Jean-Baptiste Bernadet l’a souvent martelé : « Je n’ai aucun rapport militant à la peinture. Elle est simplement la discipline la plus pratique pour moi, celle qui me convient le mieux, celle où je me sens bien, celle qui me permet de faire quelque chose et de voir tout de suite le résultat ». Il n’empêche : si Jean-Baptiste Bernadet tient à garder ses distances avec elle, il n’en demeure pas moins un vrai peintre. « Un peintre de paysage » comme il se définit lui-même. Il ajoute même : « Je suis un peintre impressionniste, au sens étymologique du terme ». Autrement dit et pris au pied de la lettre, Bernadet peint des impressions fugitives, subjectives, des nuances de lumières et de sentiments, il aime vivre le temps de la peinture en train de se faire, l’instantanéité de ce qui apparaît.
« Au pied de la lettre », l’expression lui va bien, lui qui est passionné par la littérature et par Proust avec lequel il se sent des affinités : la mémoire, le temps suspendu de la sensation, le principe de fragment, l’effet de kaléidoscope, la recherche de la réfraction. À ce propos Bernadet dit aussi avoir une analogie avec Strindberg et ses célestographies, ce procédé qui, croyait-il, en disposant ses plaques photographiques sur le rebord de sa fenêtre, la nuit, lui permettait de photographier les étoiles alors que c’était les grains de poussière qui créaient l’image.
Surface sensible, accident, hasard. Car Bernadet est également un peintre de l’incertitude. De la suspension. Et de l’aventure. « Souvent dans mes tableaux, les choses arrivent toutes seules. Lorsque je peins une touche ce n’est pas une touche qui se met en scène, une touche qui dit je sais ce que je suis en train de montrer, non c’est une touche plus incertaine, plus imprévue. Je ne sais jamais où je vais ». Comme un enchaînement permanent, comme des suites de notes, comme une improvisation qu’on pourrait rapprocher de celle d’un jazzman à partir de sa grille.
Il lui faut commencer le tableau, s’appuyer d’abord sur un fond, puis disposer ses noisettes de peintures, les étaler et continuer jusqu’à ce qu’il trouve le moment juste, le bon équilibre, le rythme, l’harmonie entre la lumière, la couleur. S’il va trop loin, il recommence, corrige, efface, revient en arrière, soustrait ou recouvre. Toute la difficulté pour lui et la magie pour nous spectateurs, est là, dans la justesse comme on le dit d’une suite de notes, de sons. Le tableau se génère dans sa capacité provisionnelle, il se joue entre l’apparition et la disparition, jusqu’à ce qu’il atteigne cet état de suspension, d’entre deux, de potentialité de façon à ce qu’il témoigne à la fois d’une assise, d’une trame structurée et en même temps qu’il reste le plus ouvert possible.

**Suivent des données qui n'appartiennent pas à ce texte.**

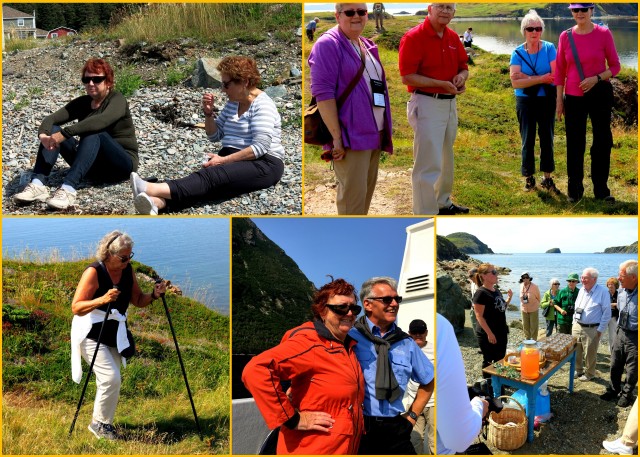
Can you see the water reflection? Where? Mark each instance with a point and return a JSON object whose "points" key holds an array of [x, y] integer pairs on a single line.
{"points": [[502, 37]]}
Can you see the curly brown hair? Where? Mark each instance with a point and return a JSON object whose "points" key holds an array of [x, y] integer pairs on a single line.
{"points": [[240, 68], [322, 296], [99, 66]]}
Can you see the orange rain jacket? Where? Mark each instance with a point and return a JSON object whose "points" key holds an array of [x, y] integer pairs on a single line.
{"points": [[325, 376]]}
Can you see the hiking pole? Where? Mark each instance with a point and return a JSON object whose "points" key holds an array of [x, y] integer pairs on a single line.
{"points": [[93, 360], [184, 373]]}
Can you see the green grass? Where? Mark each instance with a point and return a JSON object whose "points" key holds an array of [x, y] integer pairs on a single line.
{"points": [[487, 148], [154, 414]]}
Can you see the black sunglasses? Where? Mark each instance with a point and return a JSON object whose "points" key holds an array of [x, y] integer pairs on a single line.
{"points": [[343, 310], [124, 258], [351, 13], [387, 300], [95, 79]]}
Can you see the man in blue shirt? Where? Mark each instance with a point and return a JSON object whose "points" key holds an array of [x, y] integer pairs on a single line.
{"points": [[389, 358], [624, 356]]}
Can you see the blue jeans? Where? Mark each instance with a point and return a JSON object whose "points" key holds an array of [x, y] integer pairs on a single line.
{"points": [[536, 112], [96, 156]]}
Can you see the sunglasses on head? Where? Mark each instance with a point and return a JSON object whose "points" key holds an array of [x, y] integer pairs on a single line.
{"points": [[387, 300], [95, 79], [343, 310], [351, 13], [124, 258]]}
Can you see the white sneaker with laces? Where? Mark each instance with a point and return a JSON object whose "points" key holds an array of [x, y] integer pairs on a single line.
{"points": [[616, 447], [61, 199], [31, 193], [144, 205]]}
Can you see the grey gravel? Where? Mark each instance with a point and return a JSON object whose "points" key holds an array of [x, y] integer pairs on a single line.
{"points": [[39, 81]]}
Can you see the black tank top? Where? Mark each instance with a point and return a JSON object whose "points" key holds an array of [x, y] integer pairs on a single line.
{"points": [[121, 304]]}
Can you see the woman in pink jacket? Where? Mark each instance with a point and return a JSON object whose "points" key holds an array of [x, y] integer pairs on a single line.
{"points": [[587, 92]]}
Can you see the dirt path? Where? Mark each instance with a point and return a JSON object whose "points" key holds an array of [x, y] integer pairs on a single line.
{"points": [[391, 197]]}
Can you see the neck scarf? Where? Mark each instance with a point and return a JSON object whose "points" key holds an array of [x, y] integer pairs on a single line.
{"points": [[387, 387]]}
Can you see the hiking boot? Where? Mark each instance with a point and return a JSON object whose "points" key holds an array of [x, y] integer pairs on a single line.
{"points": [[144, 205], [61, 199], [548, 184], [609, 395], [102, 430], [616, 447], [529, 184], [452, 210], [31, 193], [625, 400]]}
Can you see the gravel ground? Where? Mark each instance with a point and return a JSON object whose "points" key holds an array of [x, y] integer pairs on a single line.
{"points": [[39, 81], [581, 420]]}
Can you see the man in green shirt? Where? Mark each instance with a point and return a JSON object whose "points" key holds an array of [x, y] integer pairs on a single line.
{"points": [[565, 304]]}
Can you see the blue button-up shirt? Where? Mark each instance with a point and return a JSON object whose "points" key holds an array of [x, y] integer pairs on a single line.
{"points": [[407, 362], [628, 303], [596, 305]]}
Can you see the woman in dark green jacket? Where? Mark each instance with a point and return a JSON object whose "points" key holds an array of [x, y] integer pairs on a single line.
{"points": [[107, 150]]}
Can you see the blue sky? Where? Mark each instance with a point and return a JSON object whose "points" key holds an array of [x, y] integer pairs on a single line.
{"points": [[351, 248], [536, 235]]}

Et de même que Bernadet n’a pas d’automatisme, de certitude, de règle de jeu pour chaque toile, il n’en a pas non plus pour ses séries. Elles ne sont pas décidées à l’avance, elles se constituent d’elles-mêmes, au fur et à mesure et ne sont jamais vraiment closes. Encore faut-il même qu’elles existent, comme c’est le cas avec celles, Vétiver et les Fugues qu’il travaille depuis cinq ans, qu’il a présentées lors de précédentes expositions et qui révèlent, l’une des évanescences, des transparences, l’autre le rythme plus soutenu de touches et des traits de couleurs. Car il arrive aussi que Bernadet travaille hors séries, qu’il peigne des tableaux hors de tout cadre, des tableaux solitaires, à la croisée les uns des autres et que seule une exposition, comme c’est le cas de celle-ci, peut faire dialoguer. Ce qui lui importe avant tout, c’est chaque fois de tout remettre à plat, de rebattre les cartes pour attraper au vol de nouvelles sensations.
Jean-Baptiste Bernadet est né à Paris en 1978. Il vit et travaille à Bruxelles et New-York. Diplômé de l’ENSAV La Cambre à Bruxelles (2003), Bernadet a participé à plusieurs résidences d’artistes, à Triangle Studios, Brooklyn (2012), APT Studios, Brooklyn (2011), et Chianti Foundation, Marfa, Texas (2010). Son travail a été présenté dans plusieurs expositions personnelles en Europe et aux Etats-Unis, notamment à la Galerie Almine Rech à Londres et Bruxelles en 2016. Depuis 2001, Jean-Baptiste Bernadet a participé à plusieurs expositions de groupe dans des institutions comme le WIELS à Bruxelles en 2015, 2010 et 2009, et le Musée des Beaux-Arts de Tourcoing en 2006.